Have you tried soaking the seed coat normally and letting it degrade naturally, and then removing the seed coat then extracting the embryo? This is probably more applicable to a larger, hard-coated tree seed? It wouldn't be practical-same-day-germination, but it could be... well, I don't know either. Regular honey locust seeds take 4 weeks to germ minimum, I have no idea how much this process would speed that up.

I have the idea that it would be hard to do this, but I can't even comment on why because I just don't know enough. Does a mature tree seed have some attachment between its embryo/cotyledons and seed coat? Would it even be possible to separate the two, and if so what is the chance of doing that successfully? If I did degrade the seed coat with moisture, surely the inside would get some moisture too and that could fuse them? Or separate them? I really don't know.

Basically, I will give this a try. I'll document everything and do a write-up, I think it will be very interesting. Thank you for the suggestion!
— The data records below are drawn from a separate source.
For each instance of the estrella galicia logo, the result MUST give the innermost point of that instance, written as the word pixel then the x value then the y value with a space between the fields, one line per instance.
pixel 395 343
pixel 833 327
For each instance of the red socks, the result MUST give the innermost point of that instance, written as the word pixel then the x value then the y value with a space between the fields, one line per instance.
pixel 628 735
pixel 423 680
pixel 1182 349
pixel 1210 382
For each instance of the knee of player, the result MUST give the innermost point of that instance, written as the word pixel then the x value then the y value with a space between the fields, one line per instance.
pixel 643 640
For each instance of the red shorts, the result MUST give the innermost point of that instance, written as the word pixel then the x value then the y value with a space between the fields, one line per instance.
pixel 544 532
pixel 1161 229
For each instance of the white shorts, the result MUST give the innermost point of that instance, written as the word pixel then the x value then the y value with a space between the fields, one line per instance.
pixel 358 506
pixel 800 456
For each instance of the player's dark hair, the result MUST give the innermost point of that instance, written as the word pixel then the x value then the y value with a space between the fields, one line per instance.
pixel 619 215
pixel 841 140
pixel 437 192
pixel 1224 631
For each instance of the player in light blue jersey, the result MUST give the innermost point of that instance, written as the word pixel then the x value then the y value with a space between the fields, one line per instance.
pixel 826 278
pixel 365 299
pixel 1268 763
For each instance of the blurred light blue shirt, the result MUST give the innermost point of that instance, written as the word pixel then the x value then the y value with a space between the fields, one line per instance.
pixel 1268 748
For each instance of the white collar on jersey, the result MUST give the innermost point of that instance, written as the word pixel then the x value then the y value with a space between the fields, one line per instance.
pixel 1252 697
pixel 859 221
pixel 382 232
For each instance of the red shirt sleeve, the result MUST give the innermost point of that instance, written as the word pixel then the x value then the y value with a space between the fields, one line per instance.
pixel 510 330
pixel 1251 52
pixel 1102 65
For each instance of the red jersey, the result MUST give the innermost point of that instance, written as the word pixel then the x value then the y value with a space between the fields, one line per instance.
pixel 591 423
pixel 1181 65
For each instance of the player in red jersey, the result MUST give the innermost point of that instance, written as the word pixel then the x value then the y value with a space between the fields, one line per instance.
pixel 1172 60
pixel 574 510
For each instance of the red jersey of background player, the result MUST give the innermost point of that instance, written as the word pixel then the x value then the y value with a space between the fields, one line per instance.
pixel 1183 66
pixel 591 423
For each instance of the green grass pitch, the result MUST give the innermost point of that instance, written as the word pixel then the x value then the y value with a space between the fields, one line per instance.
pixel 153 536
You guys would make great at microsurgery.

Karen

Good luck to you, Alex. Some seeds' seed coats separate easily, some don't. it won't be an easy task with such a hard seed coat. I think I would first sacrifice a seed and cut it in half, then see how easy or difficult it is to remove. Some seeds have a "skin" between the outer seed coat and the embryo that can aid in the separation. (Think of a peanut.) Sunflower seeds have this, too, but it's so thin that it is hardly noticeable.
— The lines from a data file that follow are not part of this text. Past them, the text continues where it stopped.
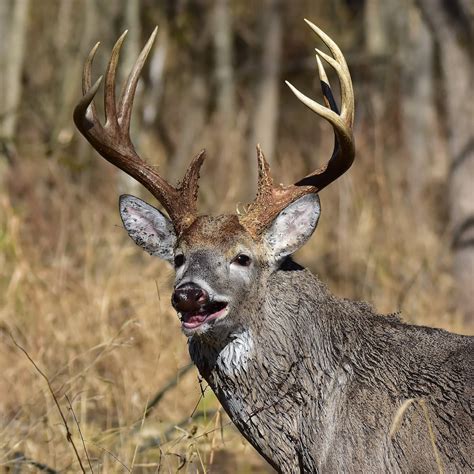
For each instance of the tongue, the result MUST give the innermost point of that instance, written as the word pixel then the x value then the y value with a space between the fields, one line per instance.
pixel 196 318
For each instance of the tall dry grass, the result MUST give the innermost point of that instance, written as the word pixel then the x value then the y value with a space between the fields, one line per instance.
pixel 92 310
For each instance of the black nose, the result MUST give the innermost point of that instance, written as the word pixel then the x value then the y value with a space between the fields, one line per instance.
pixel 189 298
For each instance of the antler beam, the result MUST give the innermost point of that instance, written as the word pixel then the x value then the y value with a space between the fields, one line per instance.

Thank you all for the tips and suggestions I appreciate it.

A quick update: The one seed that swelled the most germinated already, in 4 days! My book and other sources said it would take about 4 weeks, so I am impressed. This picture shows the seed and the scarification site:



Edit: Actually, my book says with filing/hot water scarification, it should germinate in about 3 months. But I found another source that says 10-14 days, but could take up to 21 days. No matter how you cut it, this seed germinated quickly. Here is the source for that: https://forestry.usu.edu/files...

With most species that produce seeds with impervious seed coats, usually, the seeds don't have any further embryo maturation requirements (like cold stratification, for instance). They are ready to go, and all they need is access to water. For example, scarified Astragalus spp. seeds are well know for their one or two day germination.